What happens, though, if those fans are actual Hollywood folk? Proper actors and directors, like, say, Nathan Fillion and Allan Ungar? The answer, my friends, is this 15-minute masterpiece.

Some notes:

  • Nathan Fillion is almost ridiculously well-suited to play Nathan Drake. He’s got the wise cracking charm, the out-of-his-depth sloppiness, and he even looks a bit like Drake. If they ever do make an Uncharted movie, for real, he’s your guy. (Sorry, Nolan!)
  • The writers of the Uncharted short – Ungar and Jesse Wheeler – have come up with an entirely plausible Uncharted yarn. An exotic setting, pirates, gangsters, inexplicably well-preserved documentation from hundreds of years ago, decorative trinkets that double up as clues, an open top jeep, the next chapter in an even more exotic setting – it’s just like the real deal.
  • They did well to avoid a protracted climbing section. While the climbing and chatting sections of the Uncharted series are often great for exposition and pacing between the breathless action, Nate jumping out the window was probably a sharper move than him scaling the hacienda.
  • That little third-person shooter sequence after Nate jumps out the window, complete with quips from Drake, tight camera work, and an aerial takedown?
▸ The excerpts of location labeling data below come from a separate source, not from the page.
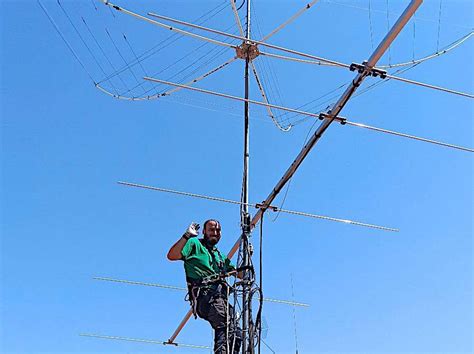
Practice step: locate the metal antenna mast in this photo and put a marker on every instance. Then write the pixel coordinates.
(245, 216)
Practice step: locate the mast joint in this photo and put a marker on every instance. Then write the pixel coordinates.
(341, 120)
(364, 68)
(247, 50)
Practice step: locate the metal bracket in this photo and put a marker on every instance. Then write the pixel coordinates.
(341, 120)
(265, 207)
(247, 50)
(169, 342)
(360, 68)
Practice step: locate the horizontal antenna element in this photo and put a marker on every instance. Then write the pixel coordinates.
(260, 206)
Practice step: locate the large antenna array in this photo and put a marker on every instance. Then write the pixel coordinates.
(248, 51)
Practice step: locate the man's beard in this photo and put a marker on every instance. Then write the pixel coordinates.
(211, 241)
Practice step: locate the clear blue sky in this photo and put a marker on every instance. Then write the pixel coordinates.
(65, 144)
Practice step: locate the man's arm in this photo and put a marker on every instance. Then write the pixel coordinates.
(174, 254)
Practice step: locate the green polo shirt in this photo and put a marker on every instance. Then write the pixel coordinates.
(198, 262)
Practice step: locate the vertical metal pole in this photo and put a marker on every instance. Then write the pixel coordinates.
(246, 321)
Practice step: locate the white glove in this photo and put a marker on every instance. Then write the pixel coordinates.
(191, 231)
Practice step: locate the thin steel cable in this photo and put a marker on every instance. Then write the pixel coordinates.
(65, 41)
(284, 57)
(264, 96)
(333, 62)
(155, 285)
(248, 100)
(439, 24)
(303, 106)
(294, 314)
(439, 88)
(79, 35)
(140, 340)
(134, 54)
(189, 54)
(172, 38)
(169, 92)
(93, 4)
(217, 199)
(290, 20)
(269, 71)
(388, 29)
(414, 36)
(125, 61)
(410, 136)
(351, 5)
(103, 53)
(370, 27)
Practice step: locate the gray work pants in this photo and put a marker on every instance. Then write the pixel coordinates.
(212, 305)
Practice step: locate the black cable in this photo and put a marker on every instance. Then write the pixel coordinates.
(174, 37)
(258, 320)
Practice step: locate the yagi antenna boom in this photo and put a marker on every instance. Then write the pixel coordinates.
(260, 206)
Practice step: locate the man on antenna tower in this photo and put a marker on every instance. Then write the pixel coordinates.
(208, 293)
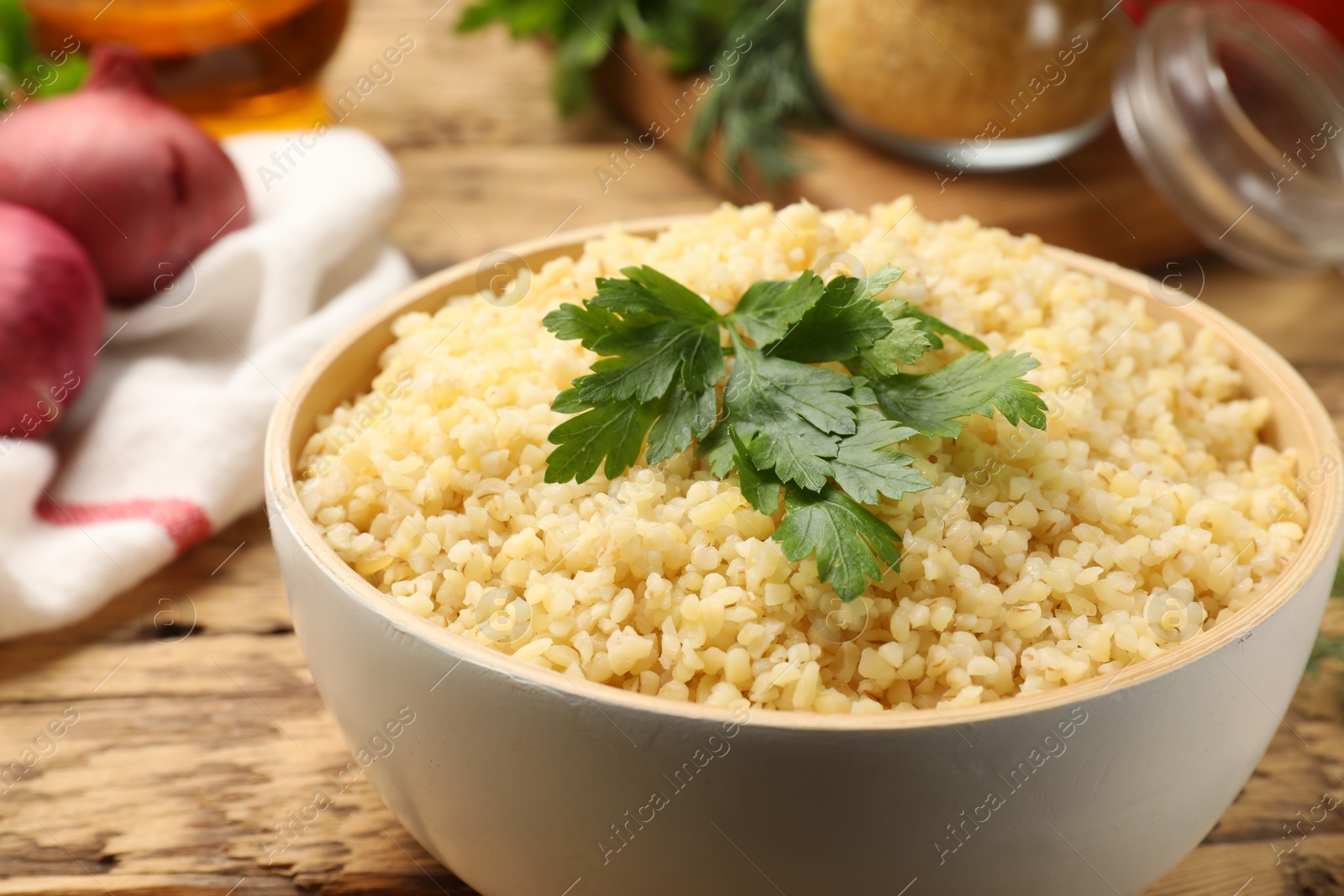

That illustrates a better understanding of video games in a movie format than basically every previous attempt (except maybe that first-person segment of the Doom movie, which is the only pulse-pounding highlight of an otherwise lacklustre movie).

TL;DR: The Uncharted short is great, and if Sony want to ditch all their previous attempts and just expand on this into a full movie? We wouldn’t complain.